In 1950 the electors of the town of Wilson, which is contiguous to the city of Sheboygan, had conferred upon the town board the powers conferred on village boards by ch. 61 of the statutes.
Appellant was found guilty of violating the 1954 ordinance which became effective June 28th. He claims that he had lawfully used his property for parking a house trailer before June 28th and that he had thereby acquired a right to continue such use of his property notwithstanding passage of the 1954 ordinance. He relies upon Des Jardin v. Greenfield (1952), 262 Wis. 43, 53 N.W.2d 784. The decision cited is not precisely in point. The ordinance of the town of Greenfield absolutely prohibited keeping a trailer occupied or available for occupancy outside a trailer camp. On its face the 1954 ordinance of the town of Wilson does not contain an absolute prohibition, but requires a permit which presumably would be issued upon proper application and compliance with the requirements of the ordinance germane to health, safety, and welfare.
Assuming, however, as contended by appellant that one who lawfully kept a trailer outside a camp before June 28, 1954, could lawfully continue to do so without obtaining a permit, appellant still cannot prevail.
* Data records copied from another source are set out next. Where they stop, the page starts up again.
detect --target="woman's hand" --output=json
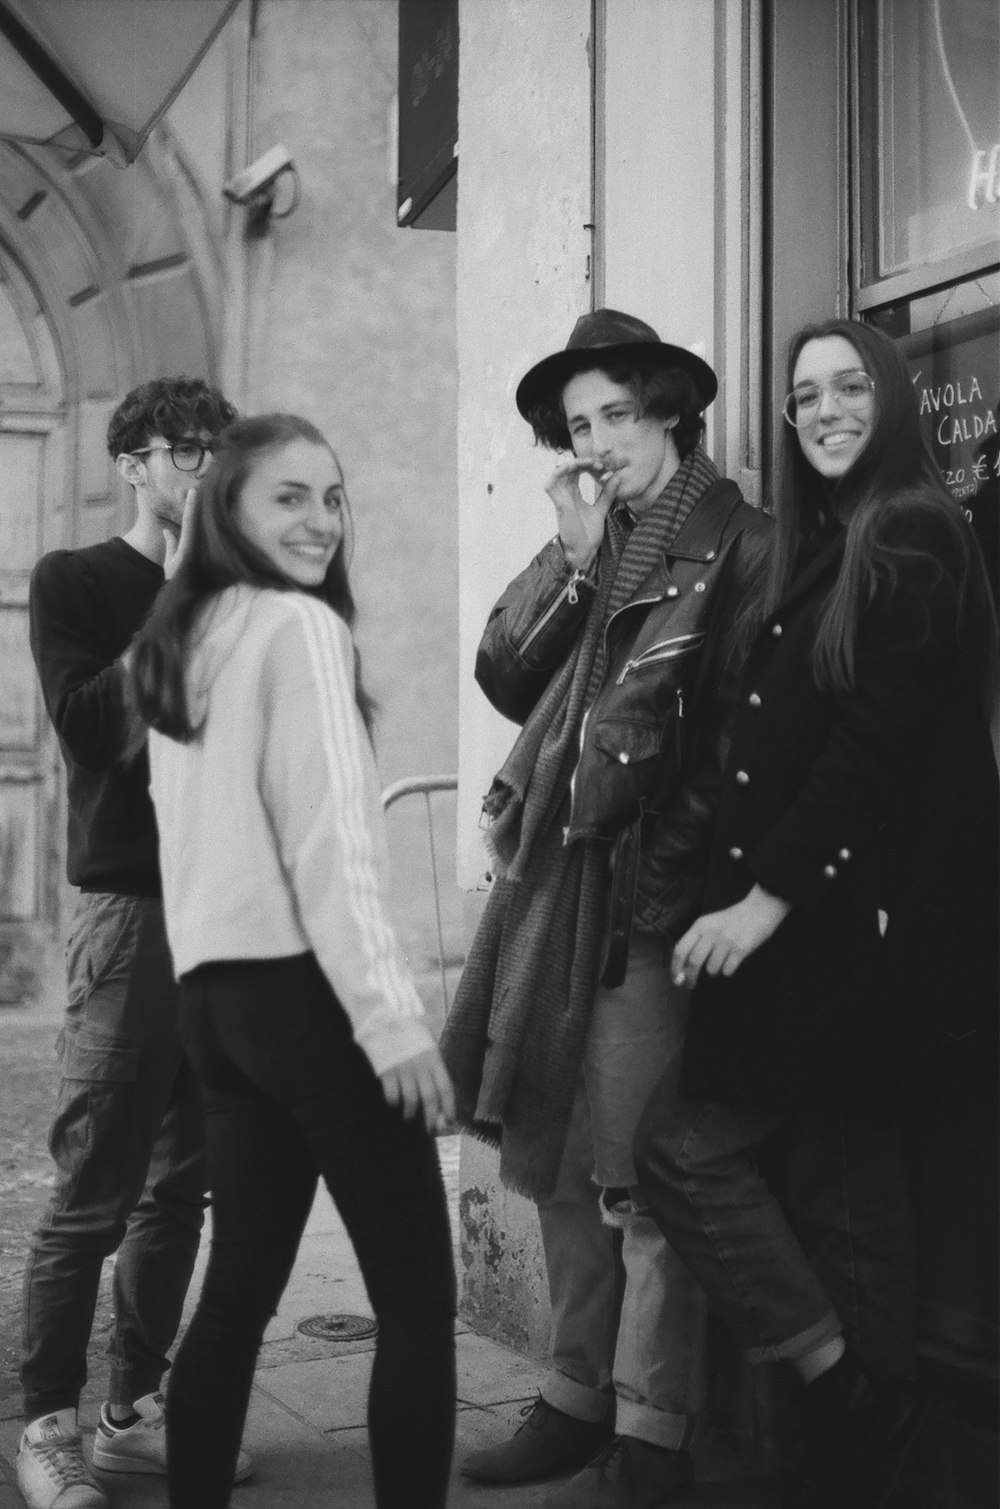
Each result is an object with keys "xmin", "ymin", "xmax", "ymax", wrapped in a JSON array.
[
  {"xmin": 380, "ymin": 1045, "xmax": 456, "ymax": 1135},
  {"xmin": 672, "ymin": 884, "xmax": 791, "ymax": 987},
  {"xmin": 545, "ymin": 457, "xmax": 623, "ymax": 571},
  {"xmin": 163, "ymin": 488, "xmax": 198, "ymax": 580}
]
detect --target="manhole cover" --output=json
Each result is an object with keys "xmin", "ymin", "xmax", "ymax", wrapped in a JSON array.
[{"xmin": 296, "ymin": 1313, "xmax": 378, "ymax": 1342}]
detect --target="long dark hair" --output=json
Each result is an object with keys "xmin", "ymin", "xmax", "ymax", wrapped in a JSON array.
[
  {"xmin": 130, "ymin": 413, "xmax": 376, "ymax": 742},
  {"xmin": 764, "ymin": 318, "xmax": 996, "ymax": 696}
]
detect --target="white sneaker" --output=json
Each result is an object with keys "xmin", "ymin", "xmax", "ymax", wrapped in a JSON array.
[
  {"xmin": 16, "ymin": 1408, "xmax": 107, "ymax": 1509},
  {"xmin": 91, "ymin": 1391, "xmax": 253, "ymax": 1481}
]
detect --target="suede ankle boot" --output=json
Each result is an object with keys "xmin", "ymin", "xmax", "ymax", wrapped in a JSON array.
[
  {"xmin": 542, "ymin": 1434, "xmax": 696, "ymax": 1508},
  {"xmin": 460, "ymin": 1395, "xmax": 612, "ymax": 1484}
]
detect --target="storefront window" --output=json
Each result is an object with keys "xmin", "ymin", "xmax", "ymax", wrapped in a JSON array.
[
  {"xmin": 860, "ymin": 0, "xmax": 999, "ymax": 283},
  {"xmin": 873, "ymin": 273, "xmax": 998, "ymax": 499},
  {"xmin": 871, "ymin": 272, "xmax": 999, "ymax": 592}
]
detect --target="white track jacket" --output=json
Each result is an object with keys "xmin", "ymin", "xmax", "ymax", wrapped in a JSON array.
[{"xmin": 148, "ymin": 584, "xmax": 434, "ymax": 1076}]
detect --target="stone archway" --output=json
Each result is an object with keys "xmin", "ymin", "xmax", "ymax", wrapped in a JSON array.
[{"xmin": 0, "ymin": 128, "xmax": 225, "ymax": 999}]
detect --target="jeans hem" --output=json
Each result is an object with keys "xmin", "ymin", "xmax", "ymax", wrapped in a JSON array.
[
  {"xmin": 543, "ymin": 1371, "xmax": 615, "ymax": 1425},
  {"xmin": 615, "ymin": 1398, "xmax": 692, "ymax": 1451},
  {"xmin": 108, "ymin": 1368, "xmax": 166, "ymax": 1409},
  {"xmin": 22, "ymin": 1397, "xmax": 81, "ymax": 1426},
  {"xmin": 745, "ymin": 1310, "xmax": 842, "ymax": 1366}
]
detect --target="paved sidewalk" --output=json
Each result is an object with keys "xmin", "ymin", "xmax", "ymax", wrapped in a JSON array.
[{"xmin": 0, "ymin": 1132, "xmax": 780, "ymax": 1508}]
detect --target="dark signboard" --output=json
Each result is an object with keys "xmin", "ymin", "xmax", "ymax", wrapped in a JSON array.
[
  {"xmin": 898, "ymin": 303, "xmax": 1000, "ymax": 595},
  {"xmin": 397, "ymin": 0, "xmax": 458, "ymax": 230}
]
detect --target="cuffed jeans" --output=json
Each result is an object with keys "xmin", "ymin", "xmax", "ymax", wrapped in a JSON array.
[
  {"xmin": 634, "ymin": 1092, "xmax": 917, "ymax": 1381},
  {"xmin": 538, "ymin": 933, "xmax": 708, "ymax": 1450},
  {"xmin": 21, "ymin": 892, "xmax": 206, "ymax": 1420},
  {"xmin": 169, "ymin": 954, "xmax": 456, "ymax": 1509}
]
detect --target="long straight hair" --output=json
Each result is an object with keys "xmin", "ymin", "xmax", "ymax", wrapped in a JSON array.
[
  {"xmin": 765, "ymin": 318, "xmax": 996, "ymax": 696},
  {"xmin": 130, "ymin": 413, "xmax": 376, "ymax": 742}
]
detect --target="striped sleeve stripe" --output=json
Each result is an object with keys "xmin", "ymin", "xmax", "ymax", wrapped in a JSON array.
[
  {"xmin": 288, "ymin": 596, "xmax": 421, "ymax": 1021},
  {"xmin": 291, "ymin": 597, "xmax": 419, "ymax": 1017}
]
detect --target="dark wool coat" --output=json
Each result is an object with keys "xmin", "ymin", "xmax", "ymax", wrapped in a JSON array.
[{"xmin": 680, "ymin": 506, "xmax": 1000, "ymax": 1110}]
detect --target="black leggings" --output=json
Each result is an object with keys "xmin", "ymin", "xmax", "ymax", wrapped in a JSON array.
[{"xmin": 167, "ymin": 954, "xmax": 456, "ymax": 1509}]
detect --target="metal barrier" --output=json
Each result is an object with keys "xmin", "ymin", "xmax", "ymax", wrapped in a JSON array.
[{"xmin": 381, "ymin": 774, "xmax": 458, "ymax": 1016}]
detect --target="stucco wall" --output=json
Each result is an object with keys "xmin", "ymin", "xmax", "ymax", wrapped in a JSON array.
[
  {"xmin": 455, "ymin": 0, "xmax": 593, "ymax": 1353},
  {"xmin": 456, "ymin": 0, "xmax": 593, "ymax": 889},
  {"xmin": 601, "ymin": 0, "xmax": 717, "ymax": 436},
  {"xmin": 601, "ymin": 0, "xmax": 755, "ymax": 495},
  {"xmin": 234, "ymin": 0, "xmax": 459, "ymax": 794}
]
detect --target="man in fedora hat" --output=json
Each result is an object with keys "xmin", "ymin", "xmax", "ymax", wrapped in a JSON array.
[{"xmin": 442, "ymin": 310, "xmax": 769, "ymax": 1507}]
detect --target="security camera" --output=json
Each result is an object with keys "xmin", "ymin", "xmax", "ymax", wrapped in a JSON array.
[{"xmin": 223, "ymin": 145, "xmax": 295, "ymax": 205}]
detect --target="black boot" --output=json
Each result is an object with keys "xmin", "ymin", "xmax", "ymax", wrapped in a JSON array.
[{"xmin": 785, "ymin": 1352, "xmax": 930, "ymax": 1509}]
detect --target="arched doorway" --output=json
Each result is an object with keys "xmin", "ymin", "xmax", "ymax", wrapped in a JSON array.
[
  {"xmin": 0, "ymin": 250, "xmax": 65, "ymax": 1000},
  {"xmin": 0, "ymin": 127, "xmax": 225, "ymax": 999}
]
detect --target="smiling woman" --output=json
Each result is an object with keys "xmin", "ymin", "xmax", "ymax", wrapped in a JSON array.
[
  {"xmin": 786, "ymin": 334, "xmax": 878, "ymax": 480},
  {"xmin": 635, "ymin": 317, "xmax": 999, "ymax": 1504},
  {"xmin": 126, "ymin": 413, "xmax": 458, "ymax": 1509},
  {"xmin": 233, "ymin": 437, "xmax": 346, "ymax": 589}
]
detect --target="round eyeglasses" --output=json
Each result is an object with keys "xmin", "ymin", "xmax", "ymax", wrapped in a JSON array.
[
  {"xmin": 130, "ymin": 440, "xmax": 214, "ymax": 472},
  {"xmin": 782, "ymin": 372, "xmax": 876, "ymax": 429}
]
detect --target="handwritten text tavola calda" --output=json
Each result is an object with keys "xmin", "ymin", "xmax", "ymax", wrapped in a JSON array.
[{"xmin": 918, "ymin": 375, "xmax": 997, "ymax": 447}]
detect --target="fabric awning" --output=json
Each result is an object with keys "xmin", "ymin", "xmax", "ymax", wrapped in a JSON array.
[{"xmin": 0, "ymin": 0, "xmax": 241, "ymax": 166}]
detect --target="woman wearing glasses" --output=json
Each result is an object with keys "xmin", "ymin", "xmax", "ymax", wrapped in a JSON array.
[
  {"xmin": 635, "ymin": 319, "xmax": 998, "ymax": 1507},
  {"xmin": 129, "ymin": 414, "xmax": 456, "ymax": 1509}
]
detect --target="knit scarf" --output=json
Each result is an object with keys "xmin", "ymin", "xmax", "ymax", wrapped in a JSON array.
[{"xmin": 441, "ymin": 448, "xmax": 721, "ymax": 1200}]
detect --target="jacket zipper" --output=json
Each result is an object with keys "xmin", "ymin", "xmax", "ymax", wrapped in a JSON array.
[
  {"xmin": 567, "ymin": 701, "xmax": 593, "ymax": 837},
  {"xmin": 603, "ymin": 594, "xmax": 660, "ymax": 657},
  {"xmin": 517, "ymin": 568, "xmax": 588, "ymax": 657},
  {"xmin": 615, "ymin": 633, "xmax": 704, "ymax": 684}
]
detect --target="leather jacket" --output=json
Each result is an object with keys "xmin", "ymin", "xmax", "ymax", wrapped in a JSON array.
[{"xmin": 476, "ymin": 478, "xmax": 769, "ymax": 838}]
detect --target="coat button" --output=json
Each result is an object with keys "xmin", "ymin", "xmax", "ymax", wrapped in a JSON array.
[
  {"xmin": 735, "ymin": 770, "xmax": 750, "ymax": 785},
  {"xmin": 694, "ymin": 581, "xmax": 706, "ymax": 592},
  {"xmin": 705, "ymin": 550, "xmax": 717, "ymax": 561},
  {"xmin": 728, "ymin": 846, "xmax": 744, "ymax": 861},
  {"xmin": 771, "ymin": 623, "xmax": 783, "ymax": 637},
  {"xmin": 666, "ymin": 585, "xmax": 680, "ymax": 598},
  {"xmin": 618, "ymin": 751, "xmax": 630, "ymax": 765},
  {"xmin": 838, "ymin": 848, "xmax": 852, "ymax": 862},
  {"xmin": 824, "ymin": 864, "xmax": 837, "ymax": 879},
  {"xmin": 748, "ymin": 692, "xmax": 762, "ymax": 708}
]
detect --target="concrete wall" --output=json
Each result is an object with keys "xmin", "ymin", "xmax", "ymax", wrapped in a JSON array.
[
  {"xmin": 246, "ymin": 0, "xmax": 458, "ymax": 794},
  {"xmin": 169, "ymin": 1, "xmax": 459, "ymax": 793},
  {"xmin": 455, "ymin": 0, "xmax": 592, "ymax": 1352},
  {"xmin": 456, "ymin": 0, "xmax": 593, "ymax": 887},
  {"xmin": 601, "ymin": 1, "xmax": 717, "ymax": 351},
  {"xmin": 601, "ymin": 0, "xmax": 758, "ymax": 497}
]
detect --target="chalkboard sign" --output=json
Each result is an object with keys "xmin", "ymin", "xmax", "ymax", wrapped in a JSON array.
[
  {"xmin": 397, "ymin": 0, "xmax": 458, "ymax": 231},
  {"xmin": 898, "ymin": 304, "xmax": 1000, "ymax": 599}
]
It is clear that if appellant's use of his premises before June 28th was unlawful, he acquired no right to continue such use. David A. Ulrich., Inc., v. Saukville, ante, p. 173, 96 N.W.2d 612. Appellant attempts to meet this proposition by asserting (1) that the 1950 ordinance was not applicable to individual trailers parked outside a trailer camp, and (2) that the town board improperly refused his application for a permit.
It is evident from the portion of the 1950 ordinance set forth in the statement of facts that the ordinance expressly prohibited parking a trailer outside an approved camp without a permit. The ordinance was purportedly adopted under sec. 60.297, Stats. 1949. Sub. (1) (c) defined "trailer camp" as an area or premises on which space available for two or more trailers is rented or held for rent or free occupancy. Sub. (2) empowered town boards to regulate "trailer camps." Respondent town argues that the statute also authorized regulation of individual trailer sites outside of trailer camps. Even granting that it may not, we deem it clear that a village board would have had power to regulate individual trailer sites under sec. 61.34, and that the town board of the town of Wilson had acquired the same power under sec. 60.18 (12).
Appellant evidently contends further that, even if the 1950 ordinance were valid upon its face, it was void if arbitrarily administered and that therefore his parking prior to June 28th was lawful. See Lerner v. Delavan (1930), 203 Wis. 32, 39, 233 N.W. 608. The circuit court, however, considered this issue and declined to find that the town board abused its discretion in denying appellant a permit. While there is testimony to the effect that members of the town board did not want to issue permits for trailers outside trailer camps, there was also testimony, referred to in the decision of the trial court, indicating that appellant intended an evasion of the ordinance by selling off strips of land to owners of trailers. Appellant's application was made orally by the owner of another trailer which was parked a few feet away, on land which appellant had conveyed or was going to convey to him. Both applications were denied. The evidence would by no means compel a finding that the board abused its discretion in denying appellant a permit.
By the Court. — Judgment affirmed.
MARTIN, C.J., and CURRIE, J., took no part.